Burkhard Ziese

Personal information
- Full name: Burkhard Ziese
- Date of birth: 1 February 1944
- Place of birth: Germany
- Date of death: 19 April 2010 (aged 66)
- Place of death: Ruppichteroth, Germany

Managerial career
- Years: Team
- 1978–1980: Sudan
- 1985–1986: Thailand
- 1987–1989: Pakistan
- 1990–1992: Ghana
- 1994–1997: Bermuda
- 1997–1998: Zambia
- 2003: Ghana
- 2005–2006: Malawi

= Burkhard Ziese =

German football manager

Burkhard Ziese (1 February 1944 – 19 April 2010) was a German football manager.

== Managerial career ==
After obtaining his coaching license, Ziese had stints in several developing nations such as Sudan, Thailand, Pakistan, Ghana and Bermuda.

Ziese was appointed as coach for the Pakistan national team following the 1987 Quaid-e-Azam International Tournament in September 1987, replacing Younus Rana who subsequently worked as assistant coach under him.
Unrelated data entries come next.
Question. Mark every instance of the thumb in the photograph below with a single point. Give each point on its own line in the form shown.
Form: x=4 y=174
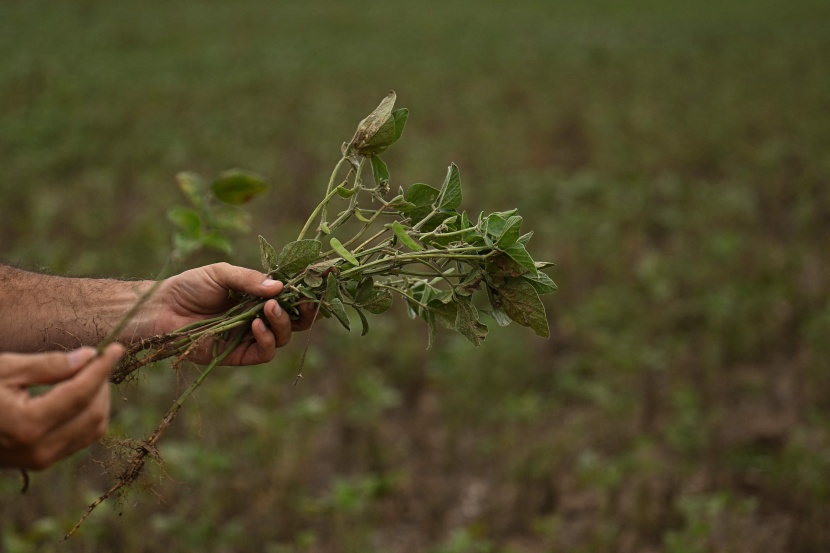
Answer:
x=244 y=280
x=43 y=368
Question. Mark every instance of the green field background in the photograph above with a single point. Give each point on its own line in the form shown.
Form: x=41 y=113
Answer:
x=671 y=157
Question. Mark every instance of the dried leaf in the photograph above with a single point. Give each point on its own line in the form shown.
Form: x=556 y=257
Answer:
x=298 y=255
x=520 y=301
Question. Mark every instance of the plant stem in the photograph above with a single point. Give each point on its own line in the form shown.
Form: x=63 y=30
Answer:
x=330 y=191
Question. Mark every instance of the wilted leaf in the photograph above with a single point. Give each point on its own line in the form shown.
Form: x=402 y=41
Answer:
x=445 y=313
x=238 y=186
x=343 y=252
x=338 y=310
x=332 y=289
x=313 y=279
x=451 y=189
x=520 y=301
x=298 y=255
x=467 y=323
x=405 y=239
x=541 y=282
x=519 y=254
x=267 y=255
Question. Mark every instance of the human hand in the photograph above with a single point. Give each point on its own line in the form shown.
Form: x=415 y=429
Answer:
x=203 y=293
x=36 y=431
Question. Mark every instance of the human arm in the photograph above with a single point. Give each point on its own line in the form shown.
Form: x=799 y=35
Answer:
x=45 y=312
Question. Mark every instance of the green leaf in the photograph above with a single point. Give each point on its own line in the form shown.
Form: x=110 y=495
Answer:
x=343 y=252
x=445 y=313
x=467 y=323
x=344 y=192
x=267 y=255
x=238 y=186
x=186 y=219
x=363 y=321
x=298 y=255
x=400 y=116
x=332 y=288
x=380 y=303
x=519 y=254
x=451 y=189
x=338 y=310
x=405 y=239
x=365 y=290
x=510 y=233
x=313 y=278
x=379 y=171
x=429 y=318
x=216 y=241
x=229 y=218
x=525 y=238
x=421 y=195
x=192 y=186
x=518 y=298
x=465 y=221
x=541 y=282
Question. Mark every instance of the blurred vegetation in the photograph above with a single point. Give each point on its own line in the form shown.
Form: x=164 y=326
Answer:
x=673 y=158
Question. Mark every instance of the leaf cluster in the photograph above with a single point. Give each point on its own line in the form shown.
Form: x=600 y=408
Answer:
x=448 y=269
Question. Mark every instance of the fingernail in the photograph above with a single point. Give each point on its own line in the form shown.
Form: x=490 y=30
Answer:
x=79 y=357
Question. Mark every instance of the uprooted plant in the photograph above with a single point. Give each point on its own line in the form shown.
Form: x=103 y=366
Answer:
x=360 y=247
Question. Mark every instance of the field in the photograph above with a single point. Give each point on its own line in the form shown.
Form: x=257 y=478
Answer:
x=672 y=157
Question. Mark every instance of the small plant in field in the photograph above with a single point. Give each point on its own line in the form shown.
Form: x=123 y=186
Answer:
x=362 y=246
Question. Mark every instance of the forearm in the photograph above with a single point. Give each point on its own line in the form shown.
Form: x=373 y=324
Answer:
x=44 y=312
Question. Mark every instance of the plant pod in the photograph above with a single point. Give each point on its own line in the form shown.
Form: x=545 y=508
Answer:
x=380 y=129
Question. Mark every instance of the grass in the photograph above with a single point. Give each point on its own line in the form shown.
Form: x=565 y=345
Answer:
x=673 y=159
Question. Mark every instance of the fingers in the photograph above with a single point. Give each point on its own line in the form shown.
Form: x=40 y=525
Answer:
x=48 y=368
x=81 y=431
x=279 y=321
x=37 y=431
x=66 y=400
x=245 y=280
In 1989, he was sacked and replaced by Tariq Lutfi who acted as caretaker manager two days before facing the United Arab Emirates at the second leg of the 1990 FIFA World Cup qualification in February 1989.

After coaching Zambia, he returned to Ghana in 2003.

Ziese managed Malawi during the 2008 Africa Cup of Nations qualifying round. In 2006, while managing Malawi, Ziese was brutally attacked by four security officials at the apparent direction of the general secretary of the Football Association of Malawi.

He work a time for NATO in Brussels and play 1968 by Tongerse SV Cercle three games and scored two goals in fourth division of Belgium.